I'm a Godot Developer, and I was trying to optimize my web builds (made with Godot 3.5.2) for itch.io releases. One particular thing I was trying to do was to:
- Zip  the engine  .wasm and game .pck files together, reducing the size of both files.
- User unzips the file on their own browser and loads the game.

It's a really small optimization but I was interested in doing it to understand a bit "how much" I could optimize from my builds. I was able to reach the point in which I could unzip the files and restore the binary blobs in the user browser, but I couldn't figure out how to load the blobs themselves on the Godot engine js bootstrap - itch.io returns an error everytime I try loading a `blob:` generated URL. From what I understood looking into this problem, it seems this is a security config and itch.io simply won't load the blob files from the user browser, but I'm not 100% sure. Have anyone tried doing something similar (loading js blobs on an itch.io game)? Is that even possible?

Thanks!

You already upload game builds as a zip file for browser games. You just zip your files up, itch.io unzips them when someone goes to play it and looks for index.html in it.

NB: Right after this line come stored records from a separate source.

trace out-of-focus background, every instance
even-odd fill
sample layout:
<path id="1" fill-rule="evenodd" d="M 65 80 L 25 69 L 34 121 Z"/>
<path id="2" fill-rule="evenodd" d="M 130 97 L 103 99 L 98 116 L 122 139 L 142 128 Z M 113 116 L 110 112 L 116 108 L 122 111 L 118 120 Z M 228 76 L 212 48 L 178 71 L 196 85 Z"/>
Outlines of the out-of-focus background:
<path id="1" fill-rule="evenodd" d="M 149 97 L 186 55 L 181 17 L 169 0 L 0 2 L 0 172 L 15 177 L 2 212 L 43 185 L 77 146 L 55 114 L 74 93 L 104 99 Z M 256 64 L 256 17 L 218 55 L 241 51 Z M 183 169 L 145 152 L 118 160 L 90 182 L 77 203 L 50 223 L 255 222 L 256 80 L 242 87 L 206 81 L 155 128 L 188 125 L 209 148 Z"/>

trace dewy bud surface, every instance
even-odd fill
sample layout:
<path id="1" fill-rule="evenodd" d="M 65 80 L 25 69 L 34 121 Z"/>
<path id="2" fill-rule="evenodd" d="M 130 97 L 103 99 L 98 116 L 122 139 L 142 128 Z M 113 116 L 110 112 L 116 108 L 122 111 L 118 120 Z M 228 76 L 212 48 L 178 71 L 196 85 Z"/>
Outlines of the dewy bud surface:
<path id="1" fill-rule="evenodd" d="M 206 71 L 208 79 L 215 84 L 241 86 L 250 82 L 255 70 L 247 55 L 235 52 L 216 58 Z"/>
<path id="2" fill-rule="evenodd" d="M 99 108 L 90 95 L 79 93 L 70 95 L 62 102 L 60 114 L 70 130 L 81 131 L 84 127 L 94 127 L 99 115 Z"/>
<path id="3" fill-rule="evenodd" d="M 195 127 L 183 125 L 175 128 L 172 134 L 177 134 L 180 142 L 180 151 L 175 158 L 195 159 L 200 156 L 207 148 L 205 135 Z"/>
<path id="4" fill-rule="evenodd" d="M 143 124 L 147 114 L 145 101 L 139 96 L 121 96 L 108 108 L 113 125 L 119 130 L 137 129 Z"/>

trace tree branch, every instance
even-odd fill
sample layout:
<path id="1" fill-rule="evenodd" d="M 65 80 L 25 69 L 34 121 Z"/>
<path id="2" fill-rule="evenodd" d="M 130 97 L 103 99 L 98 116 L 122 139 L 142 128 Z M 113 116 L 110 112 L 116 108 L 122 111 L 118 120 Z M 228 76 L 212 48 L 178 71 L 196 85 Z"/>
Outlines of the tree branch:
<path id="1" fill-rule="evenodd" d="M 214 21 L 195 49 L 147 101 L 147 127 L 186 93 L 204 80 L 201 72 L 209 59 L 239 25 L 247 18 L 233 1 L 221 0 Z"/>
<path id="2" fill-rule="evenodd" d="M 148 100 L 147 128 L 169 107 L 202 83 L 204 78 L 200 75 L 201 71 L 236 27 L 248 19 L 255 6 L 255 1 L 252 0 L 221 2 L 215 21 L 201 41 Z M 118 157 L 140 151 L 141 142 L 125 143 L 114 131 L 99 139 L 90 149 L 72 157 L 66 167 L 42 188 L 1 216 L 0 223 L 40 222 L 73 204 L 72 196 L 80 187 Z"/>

Itch unzips the package you sends it, but the user downloads the "raw" files from the package. In particular, I want the user to download one .zip file with the wasm and pck to run the project instead of the wasm and pck themselves, which should be around half the original download size.

As I said, I managed to do exactly this. The problem is running the `blob:` files I get when I unzip on the users browser.

Web server serves the response gzip encoded. Is your additional zip encoding going to save anything significant? I doubt you can get browser to run it the way you want.

Aaah, now I understand (I think). No, in this case it won't save anything significant, if it is already serving the gzipped files. I was using Firefox debugger to check this, but the Networking tab only shows the file request path.